Estratégia do foca

Contei um pouco sobre minha experiência na Secom, a Superintendência de Comunicação do Governo de Rondônia, onde trabalhei entre fevereiro de 2015 e dezembro de 2018. Os quatro anos naquela redação renderam muitas histórias que, eu espero, ficarão guardadas no meu álbum de memórias. Uma delas eu não presenciei e soube apenas hoje de seu acontecimento.

O repórter, ainda estagiário, fez sua primeira matéria. Pauta simples, texto singelo, caprichado. No dia seguinte, ele chega ansioso para ver sua estreia nos jornais (que publicavam o texto tal e qual era enviado pela Secom). Quem sabia dariam o crédito ao foca?

A decepção só não foi maior do que o susto: a matéria cotidiana sobre o dia das crianças foi criticada por não ter citado a origem da data (super (ir)relevante, né?). Após ter se recuperado da pancada, ele precisava resolver aquilo.

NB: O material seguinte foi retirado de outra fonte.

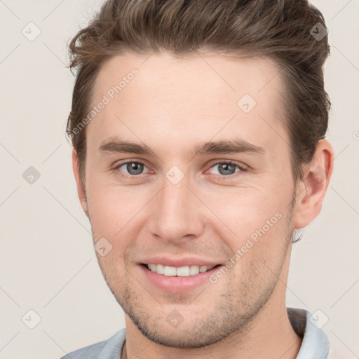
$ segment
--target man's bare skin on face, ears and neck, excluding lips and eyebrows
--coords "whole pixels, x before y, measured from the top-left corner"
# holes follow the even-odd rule
[[[112,245],[97,257],[126,313],[122,358],[295,358],[302,339],[285,306],[293,231],[320,212],[332,174],[330,143],[318,142],[295,186],[281,111],[283,80],[266,58],[121,55],[103,65],[93,103],[133,67],[139,74],[86,126],[84,184],[73,151],[94,242],[104,237]],[[245,93],[257,102],[248,114],[237,105]],[[147,144],[156,156],[98,151],[116,136]],[[193,156],[199,143],[234,138],[264,154]],[[126,161],[143,163],[142,173],[116,168]],[[219,168],[223,161],[246,170],[233,166],[236,172],[228,175]],[[178,184],[165,177],[173,165],[184,173]],[[276,212],[278,222],[217,283],[165,292],[137,264],[157,254],[225,264]],[[183,319],[178,327],[166,320],[173,311]]]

Ninguém poderia saber desse fora sem precedentes no jornalismo porto-velhense, muito menos a coordenadora (eu!). Para uma situação assim, uma solução drástica: esconder todos os exemplares dos impressos detestáveis.

A estratégia do foca deu certo. Quatro anos depois estou sabendo do fato e dando muitas risadas. Poderíamos estar rindo há mais tempo da crítica sem fundamento e da destinação não autorizada dos jornais.